Currently, the auto-discovery can only be configured by updating the static Teleport agent configuration file teleport.yaml:

ssh_service:
  enabled: "yes"
  aws:
    - types: ["ec2"]
      regions: ["us-west-1"]
      tags:
        "*": "*"
db_service:
  enabled: "yes"
  aws:
    - types: ["rds"]
      regions: ["us-west-1"]
      tags:
        "*": "*"

Instead, Teleport will implement ability to configure auto-discovery (enable, disable, specify resources types to discover, tags, etc.) dynamically via the API which web UI will utilize.

Similar to application and database dynamic registration, auto-discovery configuration will be turned into a resource (e.g. kind: Discovery) which will be tied to a particular SSH or a database agent.

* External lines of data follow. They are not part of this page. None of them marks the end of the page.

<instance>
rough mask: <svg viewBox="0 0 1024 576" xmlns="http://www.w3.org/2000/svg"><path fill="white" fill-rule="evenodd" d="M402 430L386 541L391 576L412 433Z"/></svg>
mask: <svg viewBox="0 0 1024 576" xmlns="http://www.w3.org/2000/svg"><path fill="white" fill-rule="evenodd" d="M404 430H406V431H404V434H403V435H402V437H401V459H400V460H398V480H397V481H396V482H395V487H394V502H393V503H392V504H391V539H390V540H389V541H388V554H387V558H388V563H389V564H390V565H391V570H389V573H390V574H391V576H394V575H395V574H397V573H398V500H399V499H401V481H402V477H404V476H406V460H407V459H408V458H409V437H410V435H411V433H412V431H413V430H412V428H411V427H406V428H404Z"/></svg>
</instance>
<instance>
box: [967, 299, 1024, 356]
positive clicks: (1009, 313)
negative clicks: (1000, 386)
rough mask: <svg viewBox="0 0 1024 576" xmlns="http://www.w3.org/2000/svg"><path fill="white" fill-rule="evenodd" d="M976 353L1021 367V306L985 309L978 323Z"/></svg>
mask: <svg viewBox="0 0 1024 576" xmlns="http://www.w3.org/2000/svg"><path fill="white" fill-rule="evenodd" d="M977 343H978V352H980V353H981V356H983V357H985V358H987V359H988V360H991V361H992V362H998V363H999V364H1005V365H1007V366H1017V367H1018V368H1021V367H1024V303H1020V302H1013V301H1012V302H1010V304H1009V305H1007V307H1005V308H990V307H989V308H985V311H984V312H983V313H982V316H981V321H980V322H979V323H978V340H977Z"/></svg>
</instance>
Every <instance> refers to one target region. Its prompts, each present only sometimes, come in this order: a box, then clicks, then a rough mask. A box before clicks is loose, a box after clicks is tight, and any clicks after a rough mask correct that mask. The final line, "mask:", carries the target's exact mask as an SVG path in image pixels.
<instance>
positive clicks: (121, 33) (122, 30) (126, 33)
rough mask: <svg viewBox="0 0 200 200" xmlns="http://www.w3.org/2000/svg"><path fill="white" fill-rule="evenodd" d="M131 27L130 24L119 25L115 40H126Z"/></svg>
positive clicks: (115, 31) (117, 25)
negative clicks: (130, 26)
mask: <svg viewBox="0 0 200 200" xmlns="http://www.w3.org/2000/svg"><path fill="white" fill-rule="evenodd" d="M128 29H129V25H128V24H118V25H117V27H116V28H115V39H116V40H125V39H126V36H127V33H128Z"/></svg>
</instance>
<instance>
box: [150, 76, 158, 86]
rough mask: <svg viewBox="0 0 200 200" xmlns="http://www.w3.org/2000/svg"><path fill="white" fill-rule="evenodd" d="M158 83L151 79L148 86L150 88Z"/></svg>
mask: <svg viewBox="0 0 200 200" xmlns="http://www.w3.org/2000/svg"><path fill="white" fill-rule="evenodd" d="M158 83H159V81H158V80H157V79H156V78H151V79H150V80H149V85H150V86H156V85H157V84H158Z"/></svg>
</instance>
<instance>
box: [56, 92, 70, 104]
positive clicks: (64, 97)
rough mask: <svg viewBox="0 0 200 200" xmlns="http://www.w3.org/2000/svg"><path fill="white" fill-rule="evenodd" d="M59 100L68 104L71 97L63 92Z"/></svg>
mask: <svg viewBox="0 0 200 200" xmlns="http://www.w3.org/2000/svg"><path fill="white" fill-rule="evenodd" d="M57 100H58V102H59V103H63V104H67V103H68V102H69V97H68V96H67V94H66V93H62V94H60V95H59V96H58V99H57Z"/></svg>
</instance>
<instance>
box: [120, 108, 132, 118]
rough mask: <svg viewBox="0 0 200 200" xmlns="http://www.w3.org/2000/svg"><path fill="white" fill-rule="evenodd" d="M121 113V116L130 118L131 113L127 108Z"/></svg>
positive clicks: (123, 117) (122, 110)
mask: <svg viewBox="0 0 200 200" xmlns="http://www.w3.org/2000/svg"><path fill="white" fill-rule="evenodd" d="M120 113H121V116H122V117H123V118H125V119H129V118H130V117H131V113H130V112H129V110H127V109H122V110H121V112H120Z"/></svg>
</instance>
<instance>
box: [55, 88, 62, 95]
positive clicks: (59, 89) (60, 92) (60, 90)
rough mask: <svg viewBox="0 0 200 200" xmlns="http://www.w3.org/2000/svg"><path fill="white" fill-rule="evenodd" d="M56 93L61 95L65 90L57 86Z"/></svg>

Web UI will provide a wizard-like dialog that will allow users to enable AWS auto-discovery by going through the following flow:

  1. Select the type of resource to discover e.g. EC2 instances, RDS databases, as well as regions and tags to filter by.
  2. Select an existing agent that will be running the auto-discovery. In order to run EC2 discovery, there should be a running SSH agent. For RDS discovery, a database agent.
  3. The selected agent will perform initial discovery according to the provided filters. This can be implemented by providing an API for the web UI to create a "discovery request" which agents will watch.
  4. The agent will attempt to fullfill the discovery request and will report errors, e.g. insufficient IAM policy, to the user. This can be implemented by filling out a Status field on the agent's resource spec.
  5. If successful, the UI wizard will display all resources matching the discovery request for the user to inspect and confirm. If unsatisfied, the user can retrace to an earlier step to re-run the discovery.
  6. After user confirmation, the agent will update its auto-discovery config which will kick-off regular auto-discovery mechanisms for SSH and RDS.